My friend and I test drove a Model X yesterday at the Corte Madera showroom location.

This was my second time driving a Tesla (and the first time for my friend. We were both excited and nervous about traveling so far in an ICE car to drive an EV. Unfortunately, traffic was so bad. We were nearly an hour late, but the sales advisors were super nice in accommodating us.

I'd driven an S before (was late for that test drive as well as I had trouble finding the location in a huge shopping center), but was more focused on not crashing a super expensive car than I was in really enjoying the experience.

This time, I was able to actually test the performance a bit (this was a 100D). It was fun (and scary) to do little acceleration runs. My friend was quite nervous, though (as I'd been because: expensive car is expensive). She was a little scared when Autopilot jumped up in speed by 20mph when she engaged it on the freeway.

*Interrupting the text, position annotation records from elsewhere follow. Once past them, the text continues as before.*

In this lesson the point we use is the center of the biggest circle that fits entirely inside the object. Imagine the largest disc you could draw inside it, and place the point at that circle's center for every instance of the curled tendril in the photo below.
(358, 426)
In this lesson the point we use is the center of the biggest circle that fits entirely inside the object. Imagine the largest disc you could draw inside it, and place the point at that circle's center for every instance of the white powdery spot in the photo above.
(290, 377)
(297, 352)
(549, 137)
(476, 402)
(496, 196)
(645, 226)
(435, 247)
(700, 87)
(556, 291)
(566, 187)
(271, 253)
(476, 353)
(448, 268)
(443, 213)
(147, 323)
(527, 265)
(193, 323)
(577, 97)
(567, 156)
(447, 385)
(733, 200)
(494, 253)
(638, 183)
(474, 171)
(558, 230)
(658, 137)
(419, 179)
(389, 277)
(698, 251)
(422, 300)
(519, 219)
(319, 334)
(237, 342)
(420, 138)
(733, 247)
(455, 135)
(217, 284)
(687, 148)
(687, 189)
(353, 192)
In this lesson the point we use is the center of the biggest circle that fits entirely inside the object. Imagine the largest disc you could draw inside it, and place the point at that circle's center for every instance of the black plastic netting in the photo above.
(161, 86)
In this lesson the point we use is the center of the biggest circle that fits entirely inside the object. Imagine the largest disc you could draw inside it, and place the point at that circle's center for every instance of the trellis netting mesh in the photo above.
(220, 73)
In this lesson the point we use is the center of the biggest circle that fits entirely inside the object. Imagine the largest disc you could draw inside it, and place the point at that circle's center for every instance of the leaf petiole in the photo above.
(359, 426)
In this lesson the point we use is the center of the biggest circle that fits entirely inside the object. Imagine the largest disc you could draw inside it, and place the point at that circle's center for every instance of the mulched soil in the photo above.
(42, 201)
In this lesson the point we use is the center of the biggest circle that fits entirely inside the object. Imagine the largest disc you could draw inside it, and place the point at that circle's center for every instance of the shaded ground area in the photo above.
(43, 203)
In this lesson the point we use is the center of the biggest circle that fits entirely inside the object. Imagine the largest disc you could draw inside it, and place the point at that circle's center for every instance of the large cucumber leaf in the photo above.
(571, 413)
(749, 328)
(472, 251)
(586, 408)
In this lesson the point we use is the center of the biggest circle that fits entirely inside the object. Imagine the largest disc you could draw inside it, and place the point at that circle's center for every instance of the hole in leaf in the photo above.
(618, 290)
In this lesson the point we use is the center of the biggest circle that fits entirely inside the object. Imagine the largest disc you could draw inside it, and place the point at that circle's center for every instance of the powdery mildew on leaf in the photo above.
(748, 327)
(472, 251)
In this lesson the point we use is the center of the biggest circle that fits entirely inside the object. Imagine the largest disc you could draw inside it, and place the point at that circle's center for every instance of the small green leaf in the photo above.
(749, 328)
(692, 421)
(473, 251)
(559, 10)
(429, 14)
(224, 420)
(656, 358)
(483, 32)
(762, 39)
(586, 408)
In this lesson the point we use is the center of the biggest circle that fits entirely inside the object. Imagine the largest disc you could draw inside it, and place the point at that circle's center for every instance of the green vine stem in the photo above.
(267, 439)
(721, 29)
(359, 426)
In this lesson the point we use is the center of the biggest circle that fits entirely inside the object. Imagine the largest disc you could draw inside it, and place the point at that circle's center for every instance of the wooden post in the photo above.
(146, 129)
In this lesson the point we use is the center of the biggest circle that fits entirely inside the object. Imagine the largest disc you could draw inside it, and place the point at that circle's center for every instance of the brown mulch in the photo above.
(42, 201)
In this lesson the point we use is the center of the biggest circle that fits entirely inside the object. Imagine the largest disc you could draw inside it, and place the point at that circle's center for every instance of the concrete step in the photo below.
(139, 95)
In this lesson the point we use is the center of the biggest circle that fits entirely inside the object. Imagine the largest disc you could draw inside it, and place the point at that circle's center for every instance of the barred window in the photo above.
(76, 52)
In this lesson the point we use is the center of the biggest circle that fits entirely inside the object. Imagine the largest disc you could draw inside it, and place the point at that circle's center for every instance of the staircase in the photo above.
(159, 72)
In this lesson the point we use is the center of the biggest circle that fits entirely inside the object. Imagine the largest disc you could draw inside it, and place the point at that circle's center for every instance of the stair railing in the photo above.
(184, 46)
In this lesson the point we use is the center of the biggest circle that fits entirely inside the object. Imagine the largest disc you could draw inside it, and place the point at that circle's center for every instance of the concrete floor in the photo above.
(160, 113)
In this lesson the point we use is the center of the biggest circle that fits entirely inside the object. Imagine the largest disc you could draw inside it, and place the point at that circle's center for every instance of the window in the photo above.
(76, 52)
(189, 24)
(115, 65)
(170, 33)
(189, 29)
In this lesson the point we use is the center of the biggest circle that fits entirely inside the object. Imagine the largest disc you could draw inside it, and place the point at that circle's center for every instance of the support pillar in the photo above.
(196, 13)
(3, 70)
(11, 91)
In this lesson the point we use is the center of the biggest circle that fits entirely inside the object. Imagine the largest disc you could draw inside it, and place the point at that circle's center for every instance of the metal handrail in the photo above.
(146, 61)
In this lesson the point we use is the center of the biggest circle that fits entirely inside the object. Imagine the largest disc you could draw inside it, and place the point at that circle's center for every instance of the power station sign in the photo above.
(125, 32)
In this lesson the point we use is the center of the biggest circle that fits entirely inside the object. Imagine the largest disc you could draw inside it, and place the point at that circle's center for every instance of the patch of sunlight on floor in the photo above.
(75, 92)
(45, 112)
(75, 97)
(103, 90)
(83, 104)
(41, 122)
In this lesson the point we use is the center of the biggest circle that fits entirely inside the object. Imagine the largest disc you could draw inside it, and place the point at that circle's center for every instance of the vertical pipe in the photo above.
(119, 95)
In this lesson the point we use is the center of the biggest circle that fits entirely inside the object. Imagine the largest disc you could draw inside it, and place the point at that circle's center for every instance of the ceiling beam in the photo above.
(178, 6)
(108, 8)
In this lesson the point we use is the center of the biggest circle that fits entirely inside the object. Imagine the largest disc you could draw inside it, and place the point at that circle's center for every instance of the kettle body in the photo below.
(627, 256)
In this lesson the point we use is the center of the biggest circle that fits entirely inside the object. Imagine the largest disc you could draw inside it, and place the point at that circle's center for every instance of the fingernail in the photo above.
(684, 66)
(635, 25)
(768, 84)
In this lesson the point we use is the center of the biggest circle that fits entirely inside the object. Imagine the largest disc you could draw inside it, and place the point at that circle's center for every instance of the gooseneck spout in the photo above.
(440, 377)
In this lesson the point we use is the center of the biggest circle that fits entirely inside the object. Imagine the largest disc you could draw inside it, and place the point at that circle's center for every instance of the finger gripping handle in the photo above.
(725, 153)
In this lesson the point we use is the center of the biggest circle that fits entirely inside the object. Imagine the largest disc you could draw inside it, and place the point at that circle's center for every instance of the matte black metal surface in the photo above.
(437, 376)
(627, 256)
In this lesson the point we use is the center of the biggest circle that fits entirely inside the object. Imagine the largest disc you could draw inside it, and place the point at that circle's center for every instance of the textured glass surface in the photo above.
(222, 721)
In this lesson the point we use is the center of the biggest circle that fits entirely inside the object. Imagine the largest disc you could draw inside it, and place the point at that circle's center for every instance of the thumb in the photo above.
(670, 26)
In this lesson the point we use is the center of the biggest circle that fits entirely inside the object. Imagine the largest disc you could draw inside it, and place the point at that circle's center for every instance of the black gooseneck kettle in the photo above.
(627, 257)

We both really enjoyed the experience and the cool factor of the X. My friend really wants a Tesla now.


----------



## Kizzy (Jul 25, 2016)

Did not see any Model 3s.  Our test drive companion was waiting on his.


----------



## SoFlaModel3 (Apr 15, 2017)

Very cool!

I’ve driven the S a lot, but actually have never driven the X. One of these days...

I think for now I’m fearful that I’ll like it


----------



## pjfw8 (Apr 28, 2016)

SoFlaModel3 said:


> Very cool!
> 
> I've driven the S a lot, but actually have never driven the X. One of these days...
> 
> I think for now I'm fearful that I'll like it


Drove an X 2 weeks ago for more than an hour. I was really impressed. My wife really loved it. We are talking seriously about changing from a 3 to an X. We will make a decision after have we chance to drive the 3. Hopefully the 3 will wow us and save us about $60,000.


----------



## SoFlaModel3 (Apr 15, 2017)

pjfw8 said:


> Drove an X 2 weeks ago for more than an hour. I was really impressed. My wife really loved it. We are talking seriously about changing from a 3 to an X. We will make a decision after have we chance to drive the 3. Hopefully the 3 will wow us and save us about $60,000.


My exact fear!


----------



## Michael Russo (Oct 15, 2016)

SoFlaModel3 said:


> My exact fear!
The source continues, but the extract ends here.